Participants (participants)
A total of 71 patients were randomly assigned; 33 patients were randomized to the mavoglurant group and 38 patients were randomized to the placebo group (fig. 1B). Of the 33 patients randomly assigned to the mavoglurant group, two received no treatment. Of the 38 patients randomly assigned to the placebo group, one patient received no treatment. Thus, a total of 68 patients received treatment (31 patients took mavoglurants and 37 patients took placebo). In total, 17 patients did not complete the study, mainly due to his (her) own decision-3 patients did not receive treatment, 14 patients did not complete the study due to withdrawal. Most patients are caucasians (98.5%), men (82.4%) and are between 18 and 57 years of age.
Analysis of primary endpoints
The primary endpoint is the proportion of cocaine usage days assessed by TLFB during the treatment period (day 1 to day last of treatment). The proportion of cocaine usage days was calculated for each subject by dividing the number of cocaine usage days during the treatment period by the treatment period (i.e., 98 days for the completer and the number of days between day 1 and the last dosing date in the case of premature discontinuation of study treatment). Daily cocaine consumption (yes/no) was recorded using TLFB throughout the study.

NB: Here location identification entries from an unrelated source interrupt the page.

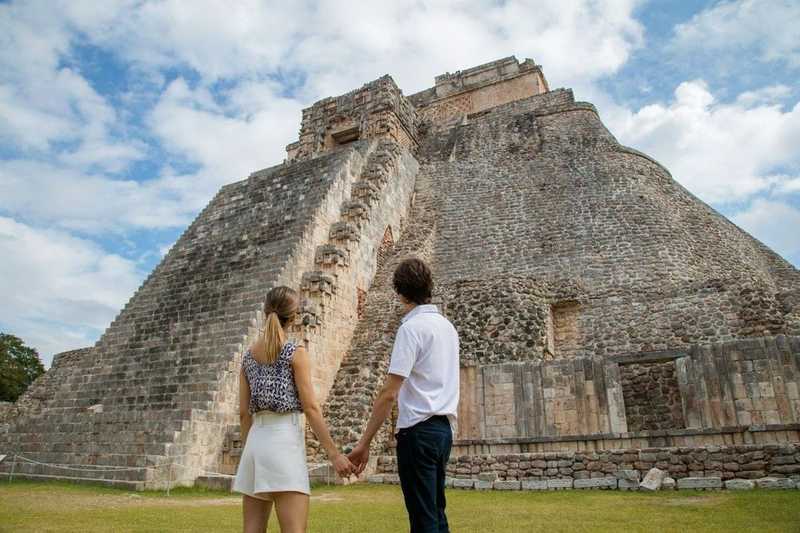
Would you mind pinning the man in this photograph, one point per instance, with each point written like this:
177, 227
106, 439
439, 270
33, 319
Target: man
423, 378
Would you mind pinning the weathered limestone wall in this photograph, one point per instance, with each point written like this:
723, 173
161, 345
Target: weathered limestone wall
161, 384
378, 109
724, 385
652, 396
477, 89
622, 467
343, 258
548, 194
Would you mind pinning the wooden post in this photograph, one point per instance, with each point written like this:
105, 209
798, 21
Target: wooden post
169, 476
13, 467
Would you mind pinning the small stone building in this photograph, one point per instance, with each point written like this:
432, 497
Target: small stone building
609, 320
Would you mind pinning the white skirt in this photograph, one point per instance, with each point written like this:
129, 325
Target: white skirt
274, 456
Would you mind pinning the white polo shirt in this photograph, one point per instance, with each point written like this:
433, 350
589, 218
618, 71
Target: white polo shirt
426, 354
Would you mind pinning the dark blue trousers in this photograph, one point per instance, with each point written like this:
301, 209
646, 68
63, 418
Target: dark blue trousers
422, 454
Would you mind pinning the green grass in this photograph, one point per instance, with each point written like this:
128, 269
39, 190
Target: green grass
39, 506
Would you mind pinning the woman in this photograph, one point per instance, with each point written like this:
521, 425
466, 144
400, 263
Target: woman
274, 388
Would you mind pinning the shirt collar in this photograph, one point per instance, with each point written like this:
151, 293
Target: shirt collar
425, 308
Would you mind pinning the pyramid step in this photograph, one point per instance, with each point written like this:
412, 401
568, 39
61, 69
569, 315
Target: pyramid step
345, 232
215, 482
366, 191
310, 315
355, 212
330, 255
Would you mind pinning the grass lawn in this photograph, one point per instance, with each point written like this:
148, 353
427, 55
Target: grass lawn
43, 506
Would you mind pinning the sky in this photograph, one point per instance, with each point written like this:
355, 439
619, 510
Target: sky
119, 120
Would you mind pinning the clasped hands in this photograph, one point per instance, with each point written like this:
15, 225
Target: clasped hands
353, 463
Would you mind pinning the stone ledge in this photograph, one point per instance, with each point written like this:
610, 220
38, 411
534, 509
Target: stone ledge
755, 428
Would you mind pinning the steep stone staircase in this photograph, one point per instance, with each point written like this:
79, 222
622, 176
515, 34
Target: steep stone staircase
342, 266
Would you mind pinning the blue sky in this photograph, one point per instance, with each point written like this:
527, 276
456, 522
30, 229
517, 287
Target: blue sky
120, 120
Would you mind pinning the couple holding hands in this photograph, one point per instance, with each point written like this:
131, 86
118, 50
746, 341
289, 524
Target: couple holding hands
275, 388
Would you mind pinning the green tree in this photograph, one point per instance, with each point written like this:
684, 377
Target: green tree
19, 366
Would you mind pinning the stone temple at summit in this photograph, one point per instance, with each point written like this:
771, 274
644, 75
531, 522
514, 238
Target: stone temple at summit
610, 321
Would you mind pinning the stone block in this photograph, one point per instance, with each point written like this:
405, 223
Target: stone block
700, 483
653, 480
559, 484
534, 484
596, 483
628, 475
481, 484
463, 483
506, 485
775, 483
740, 484
487, 476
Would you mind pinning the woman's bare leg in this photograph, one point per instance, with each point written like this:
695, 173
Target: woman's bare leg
292, 511
255, 514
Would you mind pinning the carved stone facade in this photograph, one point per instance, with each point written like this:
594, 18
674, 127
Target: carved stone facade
606, 315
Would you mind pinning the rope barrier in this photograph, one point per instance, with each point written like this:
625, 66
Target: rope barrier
97, 469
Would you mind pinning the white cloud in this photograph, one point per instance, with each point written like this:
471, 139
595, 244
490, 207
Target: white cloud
343, 43
775, 223
59, 291
49, 194
721, 152
774, 94
769, 30
228, 140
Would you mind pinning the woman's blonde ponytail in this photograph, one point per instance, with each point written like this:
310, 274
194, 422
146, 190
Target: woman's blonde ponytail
274, 338
280, 309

Analysis of secondary endpoints
Curative effect (pharmacodynamics)
Quantitative measurement of urine
Two urine samples per week provide quantitative measures of the logarithmic transformation of BE (a metabolite of cocaine). The proportion of positive urine samples between the mavoglurant group and placebo group over the treatment period was compared using a 2 sample t-test. A mixed model similar to the model for the day of week proportion was used to analyze the log transformed weekly profile of quantitative urine BE values, except that baseline covariates were not included.
Edible alcohol
Alcohol consumption of subjects was recorded using TLFB. The number of drinking was recorded daily. The ANCOVA model was used to compare the ratio of days of alcohol consumption between groups during the total study treatment period as a factor in treatment, country and past alcohol consumption as covariates. In the past, food alcohol was the proportion of alcohol within 28 days prior to the screening visit and was assessed retrospectively using TLFB. Point estimates of the difference between mavoglurant and placebo and the associated 95% ci were obtained. The same analysis was repeated for the number of drinking per week.
Withdrawal from addiction
If the subject completed a 14 week treatment period and was de-addicted at the last x weeks (x=1, 2, 3..14), he (she) was considered to be de-addicted at the last x treatment weeks. If the subject did not complete the 14-week treatment period, he (she) was not considered to be addicted.
Safety of
Vital signs (BP, pulse rate, body temperature), ECG and clinical laboratory assessed data are listed by treatment, subject, visit/time; marking anomalies (if a range is available).
Adverse events
All information obtained about AE was presented by treatment and subjects. The number and percentage of subjects with AE are tabulated according to body system and PT by treatment classification. Subjects with multiple AEs within the body system count only once for the total number of the body system and treatments.
Pharmacokinetics of
The PK analysis set was used for this analysis. Due to the limited sampling timing, conventional PK parameters were not calculated. Mavoglurant plasma concentration data are listed by treatment, subject and visit/sampling time points. Descriptive summary statistics are provided by treatment and visit/sampling time points, including concentration frequencies (n,%) that are lower than LLOQ. The blood concentration is listed in the sampling window period of 2 hours + -1 hour before and after the administration in the morning and summary statistics of the blood concentration are provided. This data is part of the total population PK model. Concentrations below LLOQ were treated as zero in summary statistics. If the dataset includes zero values, the geometric mean is not reported.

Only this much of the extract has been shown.